La part du pouvoir d’achat contraint (logement, nourriture, habitation) a-t-elle pris trop de place pour permettre à cette industrie de moyenne gamme de survivre ?

Oui, face aux pertes de pouvoir d’achat, les ménages vont faire des efforts sur leurs dépenses compressibles. Et l’habillement est parfait pour cela. Il a été sacrifié allègrement, comme on le voit dans les enquêtes d’opinions. Le logement, le transport, il est impossible de s’en passer. Les éléments du budget sur lesquels il est possible de faire des arbitrages en totale liberté ne sont pas si nombreux que ça, et plus vous êtes pauvres, plus leur champ est restreint : loisirs, sorties et habillement.

Assistons-nous aux conséquences de la conjoncture et de l’appauvrissement relatif des citoyens européens ? 

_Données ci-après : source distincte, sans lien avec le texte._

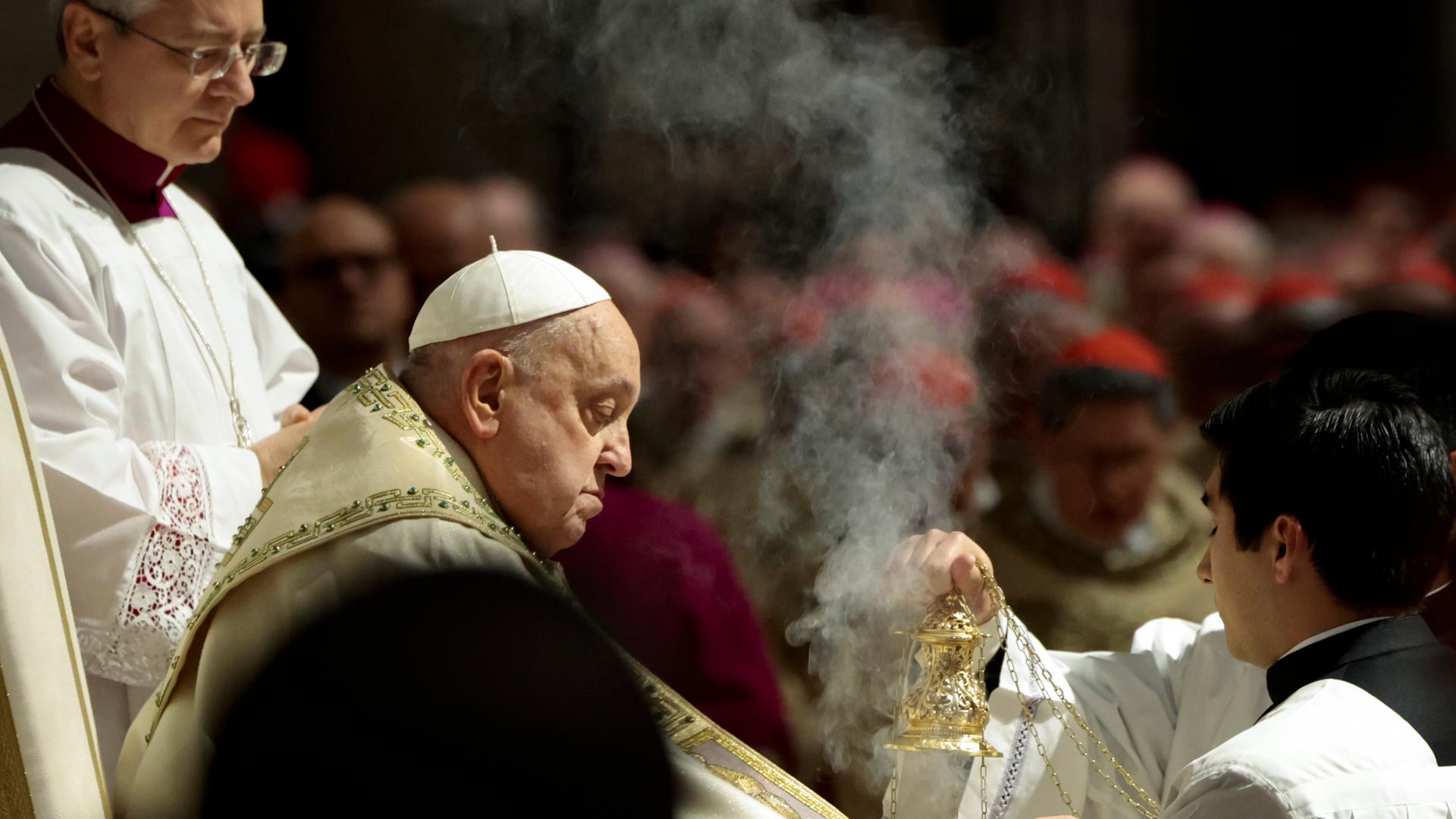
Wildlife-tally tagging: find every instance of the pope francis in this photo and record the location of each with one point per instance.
(491, 449)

Pas vraiment, parce que le pouvoir d’achat, si l’on en croit les chiffres provisoires, n'aurait baissé que de 0.9 en 2022. Même si cela cache de grande disparité et que le ressenti est bien plus fort que cela et que les comportements sont plus dictés par le ressenti que par la réalité du phénomène. Donc le contexte est un facteur aggravant qui pousse à faire de l’habillement une dépense arbitrable. Et sur 30 ans, le pouvoir d’achat a plutôt largement augmenté. Nous consommons simplement différemment, nous avons des nouveaux postes de dépense et nous faisons des arbitrages.